Kenya has a well-established renewable feed-in-tariff (Fit) policy which was first implemented in 2008, and reviewed and expanded in 2010 and 2012 to include technologies such as geothermal and solar photovoltaic. The FiT policy is next due for review at the end of 2015, and includes a standardised Power Purchase Agreement (PPA) and a set of tariffs which are technology specific.
The size of projects is up to 20MW for hydropower, 40MW for solar PV and biomass, 50MW for wind and 70MW for geothermal. Geothermal dominates Kenya’s renewable energy sector, with a current installed capacity of 579MW out of an estimated potential of up to 10,000MW. The expansion of the geothermal energy sector is a key and much-publicised part of the government’s energy policy.
Several independent wind power projects have also been developed in recent years, with the most advanced of these being the Lake Turkana wind power project. Under the FiT policy, Kenya Power and Lighting Company is close to signing its first PPA for a solar PV power project, and has also entered into PPAs for mini-hydro projects.

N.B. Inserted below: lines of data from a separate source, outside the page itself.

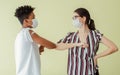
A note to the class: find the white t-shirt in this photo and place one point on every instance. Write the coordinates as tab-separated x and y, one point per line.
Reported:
26	54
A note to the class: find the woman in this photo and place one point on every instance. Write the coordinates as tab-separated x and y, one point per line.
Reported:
82	60
26	44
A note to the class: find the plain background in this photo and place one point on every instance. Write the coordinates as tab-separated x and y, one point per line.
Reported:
55	21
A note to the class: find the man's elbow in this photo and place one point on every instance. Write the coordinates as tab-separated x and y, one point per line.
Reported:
53	46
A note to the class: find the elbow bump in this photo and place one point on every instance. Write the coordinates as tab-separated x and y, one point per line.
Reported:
115	49
52	47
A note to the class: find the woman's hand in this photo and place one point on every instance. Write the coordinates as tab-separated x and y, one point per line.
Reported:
41	49
95	61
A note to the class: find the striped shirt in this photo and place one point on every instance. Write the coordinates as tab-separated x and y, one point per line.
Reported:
80	60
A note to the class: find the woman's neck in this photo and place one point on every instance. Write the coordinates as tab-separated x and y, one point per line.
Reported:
84	29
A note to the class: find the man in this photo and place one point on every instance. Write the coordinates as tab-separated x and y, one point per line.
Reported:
26	44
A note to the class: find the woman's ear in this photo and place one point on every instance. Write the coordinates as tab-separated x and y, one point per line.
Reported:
84	18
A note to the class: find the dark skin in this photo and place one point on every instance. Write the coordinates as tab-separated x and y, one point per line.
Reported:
27	23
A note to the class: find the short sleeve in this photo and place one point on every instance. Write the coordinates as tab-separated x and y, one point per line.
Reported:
66	39
27	34
99	35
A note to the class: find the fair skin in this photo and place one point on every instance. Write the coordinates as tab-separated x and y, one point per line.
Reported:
27	23
83	33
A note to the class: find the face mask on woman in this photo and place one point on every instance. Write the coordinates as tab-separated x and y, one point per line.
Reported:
77	23
34	23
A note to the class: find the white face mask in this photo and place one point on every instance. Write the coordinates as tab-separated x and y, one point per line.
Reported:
77	23
35	23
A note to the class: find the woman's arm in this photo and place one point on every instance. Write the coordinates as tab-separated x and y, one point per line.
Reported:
63	46
42	41
111	48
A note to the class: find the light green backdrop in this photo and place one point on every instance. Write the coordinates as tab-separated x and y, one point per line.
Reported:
55	20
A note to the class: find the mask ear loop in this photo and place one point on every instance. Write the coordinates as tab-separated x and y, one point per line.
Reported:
27	2
89	21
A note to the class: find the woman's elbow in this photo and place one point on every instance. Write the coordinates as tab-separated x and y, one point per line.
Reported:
114	49
53	46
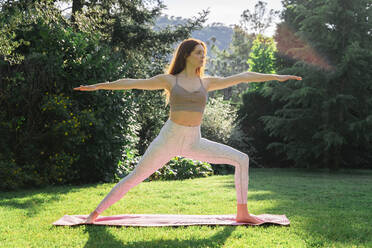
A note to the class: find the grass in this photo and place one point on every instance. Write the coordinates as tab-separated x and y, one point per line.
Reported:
325	210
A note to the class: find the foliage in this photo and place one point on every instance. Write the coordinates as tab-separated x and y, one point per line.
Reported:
231	61
177	168
219	125
52	134
254	106
324	118
259	20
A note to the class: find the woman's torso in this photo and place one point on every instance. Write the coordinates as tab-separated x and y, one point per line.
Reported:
186	117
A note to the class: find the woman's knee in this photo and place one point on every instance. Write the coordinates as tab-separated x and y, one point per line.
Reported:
245	160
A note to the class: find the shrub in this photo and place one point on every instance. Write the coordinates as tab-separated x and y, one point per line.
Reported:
177	168
51	134
220	125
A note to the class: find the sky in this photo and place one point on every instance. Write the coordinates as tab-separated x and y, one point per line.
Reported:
224	11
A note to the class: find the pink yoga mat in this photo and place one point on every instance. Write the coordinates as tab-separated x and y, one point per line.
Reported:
168	220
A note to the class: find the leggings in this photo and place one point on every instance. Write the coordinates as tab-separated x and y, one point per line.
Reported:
178	140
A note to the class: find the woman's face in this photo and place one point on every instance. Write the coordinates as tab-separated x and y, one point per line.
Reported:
197	56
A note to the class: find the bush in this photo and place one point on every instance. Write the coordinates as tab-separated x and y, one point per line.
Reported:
51	134
177	168
220	125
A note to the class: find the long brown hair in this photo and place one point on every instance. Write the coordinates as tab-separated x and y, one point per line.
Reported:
178	62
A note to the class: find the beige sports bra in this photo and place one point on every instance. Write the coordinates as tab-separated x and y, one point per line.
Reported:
181	99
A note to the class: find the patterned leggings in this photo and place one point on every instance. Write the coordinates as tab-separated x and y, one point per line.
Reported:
178	140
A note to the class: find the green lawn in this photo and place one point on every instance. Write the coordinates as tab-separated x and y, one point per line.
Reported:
325	210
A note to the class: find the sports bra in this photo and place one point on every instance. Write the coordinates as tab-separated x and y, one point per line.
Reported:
181	99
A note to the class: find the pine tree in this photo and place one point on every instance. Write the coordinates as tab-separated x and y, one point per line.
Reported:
327	117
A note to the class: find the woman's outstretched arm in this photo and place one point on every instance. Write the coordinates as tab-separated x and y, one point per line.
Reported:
157	82
217	83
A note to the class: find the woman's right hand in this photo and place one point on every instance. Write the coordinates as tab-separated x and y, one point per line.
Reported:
87	87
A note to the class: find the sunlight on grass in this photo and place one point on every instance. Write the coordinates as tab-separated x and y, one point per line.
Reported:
325	210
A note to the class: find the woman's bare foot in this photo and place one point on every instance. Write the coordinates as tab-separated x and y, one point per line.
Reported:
244	216
249	219
91	218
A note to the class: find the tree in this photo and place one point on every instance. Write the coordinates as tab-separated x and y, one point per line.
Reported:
53	135
325	117
257	22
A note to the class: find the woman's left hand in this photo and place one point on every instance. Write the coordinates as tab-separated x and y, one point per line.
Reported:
282	78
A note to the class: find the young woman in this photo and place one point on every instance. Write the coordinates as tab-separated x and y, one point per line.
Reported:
187	93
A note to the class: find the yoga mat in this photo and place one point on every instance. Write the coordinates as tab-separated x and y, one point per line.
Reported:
168	220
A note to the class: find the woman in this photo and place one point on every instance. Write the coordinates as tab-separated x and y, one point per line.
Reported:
187	94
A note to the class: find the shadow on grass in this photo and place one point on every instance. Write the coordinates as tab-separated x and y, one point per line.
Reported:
33	200
329	207
100	237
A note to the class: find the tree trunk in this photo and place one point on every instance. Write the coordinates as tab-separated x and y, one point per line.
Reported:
77	5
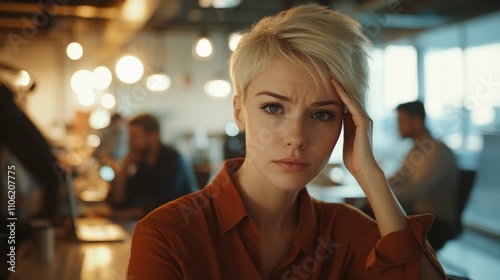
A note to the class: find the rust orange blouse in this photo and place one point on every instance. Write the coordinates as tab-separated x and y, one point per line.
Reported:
209	235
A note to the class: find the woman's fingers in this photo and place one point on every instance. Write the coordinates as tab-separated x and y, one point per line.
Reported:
351	106
359	115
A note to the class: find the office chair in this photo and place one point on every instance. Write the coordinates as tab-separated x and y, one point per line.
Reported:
466	182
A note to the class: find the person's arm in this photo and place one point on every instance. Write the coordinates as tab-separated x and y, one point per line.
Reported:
360	161
118	192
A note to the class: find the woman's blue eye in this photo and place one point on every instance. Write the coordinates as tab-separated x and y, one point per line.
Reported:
272	109
323	115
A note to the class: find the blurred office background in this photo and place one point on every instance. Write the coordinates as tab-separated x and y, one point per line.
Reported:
93	58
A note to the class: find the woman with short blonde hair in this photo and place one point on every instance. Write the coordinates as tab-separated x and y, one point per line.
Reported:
299	78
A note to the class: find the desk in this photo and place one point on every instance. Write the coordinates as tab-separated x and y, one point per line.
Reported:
352	194
77	260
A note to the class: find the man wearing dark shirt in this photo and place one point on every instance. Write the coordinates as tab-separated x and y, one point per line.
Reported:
151	173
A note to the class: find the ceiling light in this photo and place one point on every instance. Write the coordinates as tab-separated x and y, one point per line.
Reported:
129	69
219	4
82	81
102	77
86	98
23	78
99	118
234	39
203	48
158	82
74	51
232	129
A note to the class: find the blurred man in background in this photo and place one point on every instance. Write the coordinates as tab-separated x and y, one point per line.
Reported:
427	181
151	173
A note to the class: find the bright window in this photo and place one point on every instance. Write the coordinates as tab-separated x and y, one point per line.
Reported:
401	82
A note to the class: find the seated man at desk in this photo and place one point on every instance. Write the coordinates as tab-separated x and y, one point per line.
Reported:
427	181
151	173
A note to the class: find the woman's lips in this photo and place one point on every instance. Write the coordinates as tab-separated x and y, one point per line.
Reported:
292	165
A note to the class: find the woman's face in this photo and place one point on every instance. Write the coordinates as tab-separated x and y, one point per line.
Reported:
291	125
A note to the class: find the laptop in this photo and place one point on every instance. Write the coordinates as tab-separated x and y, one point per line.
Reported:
91	229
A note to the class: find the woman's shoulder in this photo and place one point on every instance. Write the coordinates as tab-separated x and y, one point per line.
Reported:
189	213
341	213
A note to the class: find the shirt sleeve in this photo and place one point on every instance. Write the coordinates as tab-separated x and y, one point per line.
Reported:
153	254
398	254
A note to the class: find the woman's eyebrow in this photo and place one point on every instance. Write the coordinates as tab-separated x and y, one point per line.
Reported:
275	95
326	103
285	98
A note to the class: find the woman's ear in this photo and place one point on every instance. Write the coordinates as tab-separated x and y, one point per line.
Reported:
239	115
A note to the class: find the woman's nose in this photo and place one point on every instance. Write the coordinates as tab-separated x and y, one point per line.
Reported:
295	136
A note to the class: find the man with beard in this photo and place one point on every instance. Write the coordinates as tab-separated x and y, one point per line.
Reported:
427	181
151	173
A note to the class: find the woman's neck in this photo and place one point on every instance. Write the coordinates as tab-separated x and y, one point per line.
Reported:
272	210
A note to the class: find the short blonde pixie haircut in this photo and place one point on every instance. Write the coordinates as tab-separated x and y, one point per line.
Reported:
328	44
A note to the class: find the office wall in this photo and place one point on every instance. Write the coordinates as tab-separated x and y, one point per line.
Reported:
41	57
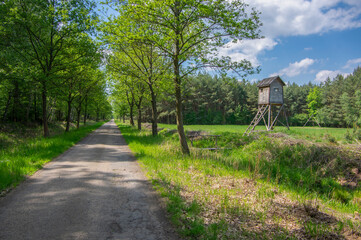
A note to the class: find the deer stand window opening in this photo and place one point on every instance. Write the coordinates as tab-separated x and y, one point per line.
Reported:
270	105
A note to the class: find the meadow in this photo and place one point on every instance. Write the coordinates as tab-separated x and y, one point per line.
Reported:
316	134
297	184
24	151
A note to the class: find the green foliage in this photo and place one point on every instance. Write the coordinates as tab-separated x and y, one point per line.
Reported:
314	100
23	159
308	171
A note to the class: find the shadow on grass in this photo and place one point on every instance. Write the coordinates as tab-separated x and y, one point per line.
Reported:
239	222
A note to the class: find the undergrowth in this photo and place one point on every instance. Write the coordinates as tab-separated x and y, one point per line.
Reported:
27	155
257	187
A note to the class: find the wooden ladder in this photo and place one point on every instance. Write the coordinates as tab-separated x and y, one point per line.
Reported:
260	114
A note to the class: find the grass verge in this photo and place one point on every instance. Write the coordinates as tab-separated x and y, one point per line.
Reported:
26	157
266	187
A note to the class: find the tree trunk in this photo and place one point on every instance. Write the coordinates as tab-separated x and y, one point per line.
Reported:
28	108
7	106
16	102
131	115
179	117
97	113
223	115
45	114
78	111
86	109
68	117
154	112
177	82
139	106
36	117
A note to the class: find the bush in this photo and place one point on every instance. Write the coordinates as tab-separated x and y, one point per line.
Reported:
348	136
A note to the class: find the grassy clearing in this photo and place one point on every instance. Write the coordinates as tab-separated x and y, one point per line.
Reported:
270	186
25	151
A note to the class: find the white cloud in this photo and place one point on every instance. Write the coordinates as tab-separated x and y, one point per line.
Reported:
322	76
247	49
295	68
353	63
304	17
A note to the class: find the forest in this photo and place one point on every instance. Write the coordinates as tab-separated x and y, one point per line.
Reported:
61	62
50	64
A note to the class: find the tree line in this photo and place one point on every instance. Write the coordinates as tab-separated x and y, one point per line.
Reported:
155	46
50	63
211	99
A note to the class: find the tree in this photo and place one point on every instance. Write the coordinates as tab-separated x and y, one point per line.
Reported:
189	32
43	31
314	100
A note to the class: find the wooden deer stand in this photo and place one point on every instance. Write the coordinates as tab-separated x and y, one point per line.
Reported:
270	104
314	119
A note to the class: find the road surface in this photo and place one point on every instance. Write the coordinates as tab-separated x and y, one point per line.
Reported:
95	190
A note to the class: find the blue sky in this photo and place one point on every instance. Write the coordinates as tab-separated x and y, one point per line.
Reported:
304	41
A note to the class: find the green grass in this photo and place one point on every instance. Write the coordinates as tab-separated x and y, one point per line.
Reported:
243	193
309	133
24	157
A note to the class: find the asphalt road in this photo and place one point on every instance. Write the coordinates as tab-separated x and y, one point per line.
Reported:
95	190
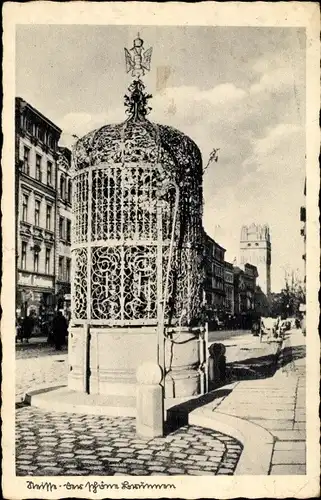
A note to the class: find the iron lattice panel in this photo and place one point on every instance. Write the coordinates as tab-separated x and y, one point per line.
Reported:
119	171
79	283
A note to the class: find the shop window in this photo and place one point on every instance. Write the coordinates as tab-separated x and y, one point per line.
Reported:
36	261
49	173
62	186
68	230
69	191
48	217
68	262
48	255
23	255
38	167
61	228
26	160
25	200
61	268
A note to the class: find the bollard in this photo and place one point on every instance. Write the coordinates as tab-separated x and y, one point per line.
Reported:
149	401
216	365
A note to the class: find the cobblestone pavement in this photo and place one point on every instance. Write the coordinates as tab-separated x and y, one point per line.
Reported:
71	444
51	443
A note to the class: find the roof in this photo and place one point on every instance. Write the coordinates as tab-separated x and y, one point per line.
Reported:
24	103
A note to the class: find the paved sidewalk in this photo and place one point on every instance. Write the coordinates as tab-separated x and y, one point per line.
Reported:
276	404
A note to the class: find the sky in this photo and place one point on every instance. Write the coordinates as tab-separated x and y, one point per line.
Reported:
239	89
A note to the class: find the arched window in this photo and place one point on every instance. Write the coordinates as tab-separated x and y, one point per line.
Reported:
69	191
62	186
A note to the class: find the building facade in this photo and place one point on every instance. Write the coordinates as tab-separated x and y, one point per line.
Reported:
255	249
244	289
229	287
36	159
214	291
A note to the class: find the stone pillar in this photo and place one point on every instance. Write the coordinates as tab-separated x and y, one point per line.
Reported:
149	401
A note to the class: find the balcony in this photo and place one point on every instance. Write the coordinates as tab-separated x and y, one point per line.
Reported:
48	236
38	233
25	228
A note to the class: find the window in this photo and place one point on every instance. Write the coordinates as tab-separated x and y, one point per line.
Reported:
23	255
69	191
37	212
48	217
68	230
38	167
26	159
48	252
68	270
62	186
61	268
25	199
36	261
61	228
49	173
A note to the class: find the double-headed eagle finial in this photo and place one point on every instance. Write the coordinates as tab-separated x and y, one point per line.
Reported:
139	61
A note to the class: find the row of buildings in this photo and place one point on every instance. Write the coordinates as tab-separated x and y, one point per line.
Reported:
43	231
43	213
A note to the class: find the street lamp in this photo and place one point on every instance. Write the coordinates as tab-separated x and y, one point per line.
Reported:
167	185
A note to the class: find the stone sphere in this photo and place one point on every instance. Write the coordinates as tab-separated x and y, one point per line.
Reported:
149	373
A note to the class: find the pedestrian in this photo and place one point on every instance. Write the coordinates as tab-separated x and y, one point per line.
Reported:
59	330
27	326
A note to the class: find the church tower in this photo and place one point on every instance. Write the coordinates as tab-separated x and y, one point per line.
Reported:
255	249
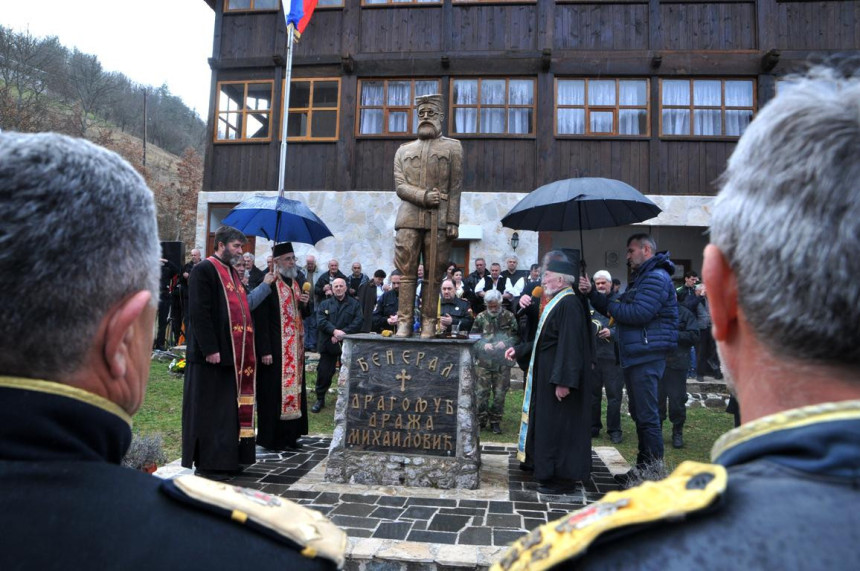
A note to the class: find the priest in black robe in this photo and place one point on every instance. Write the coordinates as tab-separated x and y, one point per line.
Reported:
556	440
218	396
282	409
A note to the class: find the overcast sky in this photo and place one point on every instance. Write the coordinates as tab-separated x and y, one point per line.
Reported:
152	42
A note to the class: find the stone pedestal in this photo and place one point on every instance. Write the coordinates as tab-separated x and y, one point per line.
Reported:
406	414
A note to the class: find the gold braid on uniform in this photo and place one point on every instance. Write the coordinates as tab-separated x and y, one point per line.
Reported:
691	487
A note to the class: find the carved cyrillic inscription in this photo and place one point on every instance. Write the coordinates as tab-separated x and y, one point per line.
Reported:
403	401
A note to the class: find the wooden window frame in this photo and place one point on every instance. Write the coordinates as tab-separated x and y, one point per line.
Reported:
243	111
692	107
452	107
466	2
615	109
403	4
227	9
386	108
310	110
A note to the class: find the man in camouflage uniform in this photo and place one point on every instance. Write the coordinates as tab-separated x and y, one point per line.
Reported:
498	329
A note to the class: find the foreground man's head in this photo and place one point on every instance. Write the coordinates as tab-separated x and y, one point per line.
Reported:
786	217
76	319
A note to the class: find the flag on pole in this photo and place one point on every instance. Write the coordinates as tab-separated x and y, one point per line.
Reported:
300	13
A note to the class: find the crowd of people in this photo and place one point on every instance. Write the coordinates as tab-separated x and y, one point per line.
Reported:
74	365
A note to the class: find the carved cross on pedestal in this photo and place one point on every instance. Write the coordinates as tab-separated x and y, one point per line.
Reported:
403	377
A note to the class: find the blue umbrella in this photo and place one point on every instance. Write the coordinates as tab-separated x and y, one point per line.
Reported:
580	204
279	219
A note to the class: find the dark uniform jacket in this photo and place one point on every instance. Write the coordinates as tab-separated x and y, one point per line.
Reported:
66	503
789	502
458	309
333	314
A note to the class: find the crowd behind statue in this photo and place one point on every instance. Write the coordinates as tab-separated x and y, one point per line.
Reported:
75	360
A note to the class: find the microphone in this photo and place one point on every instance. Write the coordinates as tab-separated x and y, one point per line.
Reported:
536	294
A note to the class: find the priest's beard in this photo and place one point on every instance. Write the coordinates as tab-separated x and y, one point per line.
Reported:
428	130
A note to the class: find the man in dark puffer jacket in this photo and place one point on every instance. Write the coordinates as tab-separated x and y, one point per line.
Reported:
647	319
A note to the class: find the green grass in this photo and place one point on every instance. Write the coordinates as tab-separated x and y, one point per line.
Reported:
162	413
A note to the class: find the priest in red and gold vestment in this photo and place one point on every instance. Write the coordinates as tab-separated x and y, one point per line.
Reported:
281	403
218	397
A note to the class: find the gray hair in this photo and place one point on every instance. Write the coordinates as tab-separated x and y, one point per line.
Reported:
569	279
92	218
643	238
493	296
788	220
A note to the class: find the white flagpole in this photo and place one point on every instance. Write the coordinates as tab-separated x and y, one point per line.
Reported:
285	107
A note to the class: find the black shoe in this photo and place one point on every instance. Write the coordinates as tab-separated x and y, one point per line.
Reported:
214	475
554	490
625	480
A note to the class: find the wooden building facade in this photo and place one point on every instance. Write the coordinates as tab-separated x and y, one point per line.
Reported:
652	92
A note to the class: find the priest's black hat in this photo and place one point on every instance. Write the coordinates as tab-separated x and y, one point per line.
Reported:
282	248
562	267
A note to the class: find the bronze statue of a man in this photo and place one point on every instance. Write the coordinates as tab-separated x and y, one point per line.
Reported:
428	176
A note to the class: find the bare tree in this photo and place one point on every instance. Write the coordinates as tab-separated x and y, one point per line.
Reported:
190	173
91	87
25	62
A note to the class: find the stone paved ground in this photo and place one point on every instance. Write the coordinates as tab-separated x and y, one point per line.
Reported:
423	527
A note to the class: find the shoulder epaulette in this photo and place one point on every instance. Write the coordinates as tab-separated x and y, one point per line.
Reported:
310	532
692	487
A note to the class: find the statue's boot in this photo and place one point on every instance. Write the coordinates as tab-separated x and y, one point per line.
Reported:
405	307
428	328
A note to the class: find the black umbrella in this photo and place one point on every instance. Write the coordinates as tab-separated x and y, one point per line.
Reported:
580	203
279	219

Most of Kenya’s GHG emissions are from land use, land use change and forestry (LULUCF) and agriculture due to the heavy usage of biomass sold fuel for cooking and heating by the rural population. Other significant emissions are from energy and transport sectors.
The Kenya Association of Manufacturers (KAM) provides training and energy audits on energy efficiency through the Centre for Energy Efficiency & Conservation (CEEC). KAM also manages the annual Energy Management Award (EMA), which recognises major and sustainable gains in energy efficiency, energy and cost reductions.
Kenya energy policy also supports off-grid solar, which has permitted off-grid solar home systems entrepreneurs such as M-Kopa, based in Nairobi, to roll out solar home systems to 200,000 residences across East Africa.
Kenya is one of 60 partner countries of the UN-REDD programme. It is also the host jurisdiction of the first REDD+ project in the world to achieve Verified Carbon Standard (VCS) validation & verification, the Kasigau Corridor project, which runs between Tsavo East and Tsavo West national parks in southern Kenya. The Kasigau Corridor project is managed by Wildlife Works and has reportedly generated 1.2 million Voluntary Emission Reductions (VERs) annually. These have been purchased by financial institutions such as BNP Paribas, Nedbank and Barclays with the proceeds (approximately US$3.5 million to US$7 million) funding investors and local communities.
The initial analysis within the National Climate Change Response Strategy (NCCRS) suggests that the financial requirements to move Kenya onto a low-carbon, climate resilient growth path may be in the region of US$2.75 billion per annum split roughly equally between mitigation and adaptation.
In terms of climate funds, the Scaling-Up Renewable Energy Programme has an investment plan of US$85 million in Kenya, of which around US$25 million has already been disbursed; whilst the Special Climate Change Fund, the Global Environment Facility Trust Fund and the Forest Carbon Partnership Facility Readiness Fund have all disbursed resources to Kenyan projects. In total, around US$300 million worth of resources have been disbursed from climate funds to projects in Kenya.
The amount of funds devoted to mitigation and adaptation is roughly equal, with adaptation accounting for slightly more, as is appropriate for the Kenyan situation.